Was das denn soll, dieses Lied, dieser blöde Text?
Oh, so blöde finde ich den gar nicht. Ich finde ihn eher sehr traurig. Denn mit dem Zapfenschwein bin ich ja wohl gemeint, wie ich so am Leben vorüberzottele. Und, hast du dich auch wiedererkannt?
Ach komm, das ist doch wirklich ganz leicht! Nein, nicht der Werhund, auch nicht der Kräuterdachs, der Rabe bist du ja wohl, der Meilenstein dein Leben.
Was auch immer vorbeikam, nichts hat dich rühren und aus deinem Trott bringen können. Tagein tagaus das gleiche; Ka – em – zwei – ein, Ka – em – zwei – ein.
So kann man nicht leben, so kann man nur sterben. Und nun bist du tot und kannst dir aussuchen was du jetzt sein möchtest … ist das dein ernst? Eine Kellerassel? … Mensch, paß doch auf wo du hintrittst!
Arme kleine Assel! Nun bist du mausetot und kannst nicht mal mehr weiterlesen. Ja, so schnell kann´s kommen. Ich aber lebe noch. Und würde so gerne lieben und geliebt werden. Und zottele nur so vorbei, am Leben. Ich armes Zapfenschwein!
Und der arme Rabe Km 21 war ein sehr deutscher Rabe. Die allermeisten Deutschen sind ja so, wie dieser Rabe war.
Vielleicht war er sogar europäisch, oder gar menschlich überhaupt. Morgensterns Rabe.
Wirkliche Raben sind ja aber ganz anders, wenn es wahr ist, was mein Freund, die Bombe Gott mir erzählt hat.

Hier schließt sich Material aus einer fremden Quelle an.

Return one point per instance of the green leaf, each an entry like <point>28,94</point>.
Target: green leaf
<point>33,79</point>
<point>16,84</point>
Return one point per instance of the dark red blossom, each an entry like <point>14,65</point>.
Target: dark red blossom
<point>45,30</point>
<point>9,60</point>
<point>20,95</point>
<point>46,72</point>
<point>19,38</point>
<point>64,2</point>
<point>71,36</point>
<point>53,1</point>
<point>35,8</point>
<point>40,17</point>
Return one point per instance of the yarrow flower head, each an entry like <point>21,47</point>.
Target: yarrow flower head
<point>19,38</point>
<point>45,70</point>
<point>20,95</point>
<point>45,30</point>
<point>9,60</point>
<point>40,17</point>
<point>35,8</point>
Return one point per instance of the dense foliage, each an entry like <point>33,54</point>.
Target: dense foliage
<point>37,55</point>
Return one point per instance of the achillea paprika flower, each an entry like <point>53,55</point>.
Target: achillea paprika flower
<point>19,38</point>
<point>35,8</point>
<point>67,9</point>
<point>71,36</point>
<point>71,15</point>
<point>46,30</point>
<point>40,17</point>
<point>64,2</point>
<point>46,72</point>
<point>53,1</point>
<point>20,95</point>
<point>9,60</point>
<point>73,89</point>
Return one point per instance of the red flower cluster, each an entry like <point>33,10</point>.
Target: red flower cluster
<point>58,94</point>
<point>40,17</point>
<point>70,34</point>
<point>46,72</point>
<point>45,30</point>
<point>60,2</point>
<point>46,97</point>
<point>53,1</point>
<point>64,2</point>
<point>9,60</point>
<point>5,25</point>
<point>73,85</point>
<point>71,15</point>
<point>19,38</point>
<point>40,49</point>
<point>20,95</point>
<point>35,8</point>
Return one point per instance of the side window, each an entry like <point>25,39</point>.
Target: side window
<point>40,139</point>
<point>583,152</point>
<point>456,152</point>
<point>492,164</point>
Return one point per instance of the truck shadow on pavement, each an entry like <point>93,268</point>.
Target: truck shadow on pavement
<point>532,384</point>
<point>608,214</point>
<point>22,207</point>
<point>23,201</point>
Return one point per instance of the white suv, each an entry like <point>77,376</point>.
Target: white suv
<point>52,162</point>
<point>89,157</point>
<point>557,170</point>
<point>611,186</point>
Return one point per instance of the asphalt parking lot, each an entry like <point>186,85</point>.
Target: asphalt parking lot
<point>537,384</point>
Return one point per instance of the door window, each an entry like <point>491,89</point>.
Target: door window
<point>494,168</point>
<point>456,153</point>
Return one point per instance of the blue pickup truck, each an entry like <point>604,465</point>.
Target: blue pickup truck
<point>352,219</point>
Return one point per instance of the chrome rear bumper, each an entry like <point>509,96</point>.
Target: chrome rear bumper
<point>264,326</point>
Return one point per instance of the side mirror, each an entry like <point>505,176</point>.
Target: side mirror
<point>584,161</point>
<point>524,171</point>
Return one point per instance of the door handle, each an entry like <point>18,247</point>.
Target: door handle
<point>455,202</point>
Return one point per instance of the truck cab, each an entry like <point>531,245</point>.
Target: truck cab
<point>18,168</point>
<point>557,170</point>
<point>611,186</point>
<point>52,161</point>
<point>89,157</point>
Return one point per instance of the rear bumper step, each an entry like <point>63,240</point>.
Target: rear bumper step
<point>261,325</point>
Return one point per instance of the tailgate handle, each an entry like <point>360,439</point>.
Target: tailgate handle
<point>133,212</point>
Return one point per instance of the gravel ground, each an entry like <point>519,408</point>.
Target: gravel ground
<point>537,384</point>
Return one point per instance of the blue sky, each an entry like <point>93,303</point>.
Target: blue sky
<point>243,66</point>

Sie lieben und werden geliebt, und kennen den Eisnebel nicht. Und sie alle haben eine Elfe, wenn auch meine Elfe die Wahrheit gesprochen hat. Wäre ich doch nur solch ein wirklicher Rabe! Und kein armes Zapfenschwein!
* * *
Wieder Sommer. Ein ganzes Jahr dahin gefröstelt. Mein siebzehntes Lebensjahr dahin! Meine Elfe hat sich längst ganz von mir zurückgezogen. Nur die Sehnsucht nach ihr, ist mir noch Geblieben.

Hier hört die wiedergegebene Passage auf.